Tuesday, 19 July 2011
Department of Justice, Equality and Defence
Question 395: To ask the Minister for Justice and Equality if he has any indication from the Director of Public Prosecutions on how his investigations into our banking scandals are progressing, in view of the state of public frustration and anxiety about this matter; and if he will make a statement on the matter. [20888/11]
I attach the highest priority to the full investigation of white collar crime and bringing the perpetrators of such crime to justice. I have expressed, both before and since my appointment as Minister, my unhappiness with the protracted nature of the investigations. In so doing, I am not criticising those carrying out the investigations. It is clear that the complexities of the matters being investigated create tough challenges for investigators and prosecutors.

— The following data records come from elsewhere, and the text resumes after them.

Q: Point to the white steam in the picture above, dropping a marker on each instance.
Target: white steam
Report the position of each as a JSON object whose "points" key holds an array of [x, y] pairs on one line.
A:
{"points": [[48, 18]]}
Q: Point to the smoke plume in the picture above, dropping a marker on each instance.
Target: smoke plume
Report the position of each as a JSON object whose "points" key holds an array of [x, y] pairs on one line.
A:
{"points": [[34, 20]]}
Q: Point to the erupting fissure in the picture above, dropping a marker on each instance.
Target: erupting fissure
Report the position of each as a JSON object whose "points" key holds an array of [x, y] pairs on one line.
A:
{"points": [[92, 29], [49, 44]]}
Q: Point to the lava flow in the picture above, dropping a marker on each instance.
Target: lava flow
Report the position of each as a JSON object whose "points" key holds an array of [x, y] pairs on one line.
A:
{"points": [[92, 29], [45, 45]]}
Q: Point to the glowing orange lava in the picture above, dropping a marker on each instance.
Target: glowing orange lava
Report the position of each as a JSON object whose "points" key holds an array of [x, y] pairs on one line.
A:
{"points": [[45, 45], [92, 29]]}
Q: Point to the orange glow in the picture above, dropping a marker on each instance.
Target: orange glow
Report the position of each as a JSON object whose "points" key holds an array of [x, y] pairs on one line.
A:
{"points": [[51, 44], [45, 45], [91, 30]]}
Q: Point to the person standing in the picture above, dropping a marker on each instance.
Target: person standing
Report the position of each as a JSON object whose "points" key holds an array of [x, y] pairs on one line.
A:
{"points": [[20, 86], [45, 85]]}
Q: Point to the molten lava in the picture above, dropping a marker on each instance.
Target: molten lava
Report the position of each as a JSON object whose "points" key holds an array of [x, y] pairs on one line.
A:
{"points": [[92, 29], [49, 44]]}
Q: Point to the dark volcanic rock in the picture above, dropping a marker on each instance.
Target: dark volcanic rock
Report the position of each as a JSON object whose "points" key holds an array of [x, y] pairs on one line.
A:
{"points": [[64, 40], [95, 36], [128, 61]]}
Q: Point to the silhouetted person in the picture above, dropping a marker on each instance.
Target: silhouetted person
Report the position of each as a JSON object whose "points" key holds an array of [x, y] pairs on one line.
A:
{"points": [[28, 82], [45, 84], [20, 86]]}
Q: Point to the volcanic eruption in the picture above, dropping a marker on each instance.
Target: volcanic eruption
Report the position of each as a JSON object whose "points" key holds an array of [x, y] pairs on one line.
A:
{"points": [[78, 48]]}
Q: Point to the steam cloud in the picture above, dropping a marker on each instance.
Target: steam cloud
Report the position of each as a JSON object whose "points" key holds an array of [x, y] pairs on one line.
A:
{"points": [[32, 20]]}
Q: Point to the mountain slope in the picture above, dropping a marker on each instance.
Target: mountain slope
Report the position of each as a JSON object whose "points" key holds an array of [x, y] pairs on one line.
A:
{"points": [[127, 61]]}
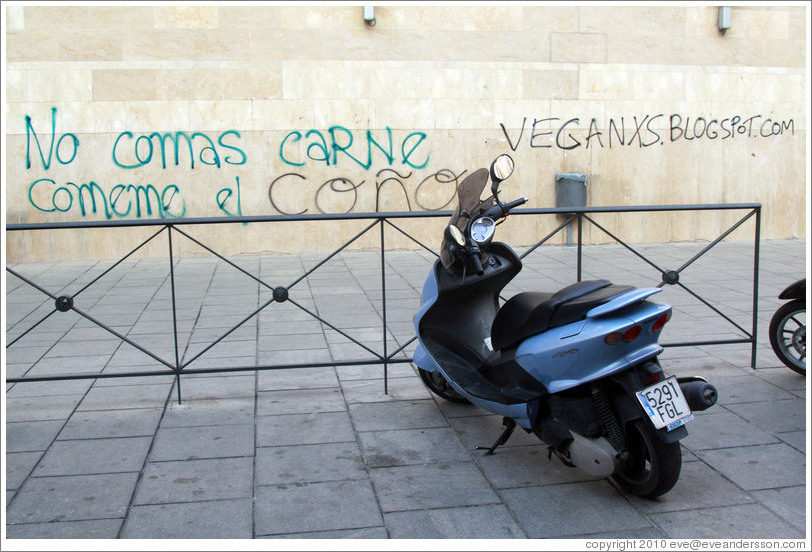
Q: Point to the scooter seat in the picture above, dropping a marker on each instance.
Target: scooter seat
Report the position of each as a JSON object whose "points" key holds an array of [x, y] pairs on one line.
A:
{"points": [[530, 313]]}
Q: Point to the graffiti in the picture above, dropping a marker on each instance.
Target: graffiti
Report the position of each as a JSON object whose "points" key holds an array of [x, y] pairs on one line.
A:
{"points": [[326, 151], [90, 198], [343, 192], [30, 132], [399, 183], [141, 151], [642, 132], [224, 198]]}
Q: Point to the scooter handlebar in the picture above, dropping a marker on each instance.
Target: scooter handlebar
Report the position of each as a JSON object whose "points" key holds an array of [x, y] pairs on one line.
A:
{"points": [[514, 204], [501, 210]]}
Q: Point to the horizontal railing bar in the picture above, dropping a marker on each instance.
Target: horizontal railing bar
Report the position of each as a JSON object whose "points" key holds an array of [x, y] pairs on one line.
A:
{"points": [[217, 370], [715, 342], [368, 215]]}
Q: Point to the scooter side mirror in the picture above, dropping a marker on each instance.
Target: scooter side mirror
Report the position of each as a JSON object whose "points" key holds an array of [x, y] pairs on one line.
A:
{"points": [[454, 235], [501, 169]]}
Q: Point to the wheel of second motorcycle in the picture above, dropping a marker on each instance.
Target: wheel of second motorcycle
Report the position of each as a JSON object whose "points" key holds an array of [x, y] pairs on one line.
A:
{"points": [[788, 335], [439, 386], [654, 466]]}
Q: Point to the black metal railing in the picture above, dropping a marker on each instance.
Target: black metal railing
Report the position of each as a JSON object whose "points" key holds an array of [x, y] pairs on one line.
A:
{"points": [[281, 294]]}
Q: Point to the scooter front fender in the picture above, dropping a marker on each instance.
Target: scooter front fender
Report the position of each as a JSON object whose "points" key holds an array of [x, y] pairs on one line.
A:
{"points": [[424, 360]]}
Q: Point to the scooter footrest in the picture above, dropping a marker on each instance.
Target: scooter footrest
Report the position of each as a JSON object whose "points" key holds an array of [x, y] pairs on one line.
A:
{"points": [[516, 391]]}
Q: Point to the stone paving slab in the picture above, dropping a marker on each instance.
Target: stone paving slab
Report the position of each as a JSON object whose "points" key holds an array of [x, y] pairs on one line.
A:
{"points": [[326, 453]]}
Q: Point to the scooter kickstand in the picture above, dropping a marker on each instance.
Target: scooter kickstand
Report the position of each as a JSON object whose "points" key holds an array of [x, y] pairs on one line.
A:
{"points": [[510, 425]]}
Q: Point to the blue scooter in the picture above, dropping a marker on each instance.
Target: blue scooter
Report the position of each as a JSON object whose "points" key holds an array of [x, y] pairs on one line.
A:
{"points": [[578, 367]]}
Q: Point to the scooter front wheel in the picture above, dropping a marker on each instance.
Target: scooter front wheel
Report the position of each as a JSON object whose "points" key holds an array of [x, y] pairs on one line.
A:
{"points": [[439, 386], [788, 335], [654, 466]]}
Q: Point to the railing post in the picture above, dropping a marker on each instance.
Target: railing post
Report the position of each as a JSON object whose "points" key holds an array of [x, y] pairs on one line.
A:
{"points": [[580, 246], [174, 309], [383, 302], [756, 255]]}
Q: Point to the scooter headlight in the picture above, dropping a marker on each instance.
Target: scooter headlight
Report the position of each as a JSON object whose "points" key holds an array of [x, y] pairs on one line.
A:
{"points": [[482, 229]]}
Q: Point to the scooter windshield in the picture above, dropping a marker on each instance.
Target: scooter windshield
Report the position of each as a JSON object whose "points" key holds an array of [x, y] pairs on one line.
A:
{"points": [[469, 205]]}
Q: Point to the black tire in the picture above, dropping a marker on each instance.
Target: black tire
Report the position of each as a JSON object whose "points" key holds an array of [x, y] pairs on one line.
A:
{"points": [[439, 386], [654, 466], [788, 335]]}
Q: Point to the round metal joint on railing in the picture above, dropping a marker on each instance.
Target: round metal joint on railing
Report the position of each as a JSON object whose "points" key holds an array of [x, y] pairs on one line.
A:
{"points": [[64, 303], [280, 294]]}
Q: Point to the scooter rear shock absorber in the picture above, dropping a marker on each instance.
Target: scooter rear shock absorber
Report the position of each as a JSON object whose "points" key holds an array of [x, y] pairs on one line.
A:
{"points": [[611, 426]]}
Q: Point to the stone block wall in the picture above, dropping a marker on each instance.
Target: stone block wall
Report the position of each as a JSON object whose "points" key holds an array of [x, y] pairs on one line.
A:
{"points": [[139, 112]]}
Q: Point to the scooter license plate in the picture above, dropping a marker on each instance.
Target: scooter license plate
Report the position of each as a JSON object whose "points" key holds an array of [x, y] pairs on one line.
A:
{"points": [[665, 404]]}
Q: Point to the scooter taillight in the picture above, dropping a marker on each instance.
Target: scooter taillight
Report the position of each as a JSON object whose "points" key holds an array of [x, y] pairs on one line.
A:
{"points": [[629, 335], [658, 325]]}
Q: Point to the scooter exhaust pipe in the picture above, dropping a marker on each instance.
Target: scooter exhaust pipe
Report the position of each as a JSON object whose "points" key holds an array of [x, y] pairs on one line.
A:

There is ongoing co-operation between An Garda Síochána and the Office of the Director of Corporate Enforcement (ODCE) in the investigation of such crime. Immediately after I took up office, I sought and was given assurances that there are sufficient resources available to such investigations. I have made it clear to those involved that if, at any stage, they believe that additional resources are required that will be responded to immediately.
It was in the light of my concerns that, on taking office, I gave priority to the introduction of the Criminal Justice Bill 2011, which recently passed all Stages in the House. It is my intention that the Bill's provisions will speed up investigations and prosecutions in this area, both future investigations and those currently underway, by improving a number of important procedural matters and strengthening Garda investigative powers.
The Director of Public Prosecutions is, of course, independent in the performance of his duties. It would therefore be inappropriate for me to enquire as to the status of his consideration of investigation files submitted to him for decision. I note however that he has welcomed my decision to introduce the Criminal Justice Bill. In his view, until now it has been a surprising omission in Irish law that potential witnesses cannot be compelled to cooperate with an investigation, even where they themselves are not suspected of or accused of any wrongdoing. In this regard, it is his view that the power of an Irish criminal investigator is considerably weaker than that of a tribunal of enquiry and that the new legislation would address this gap.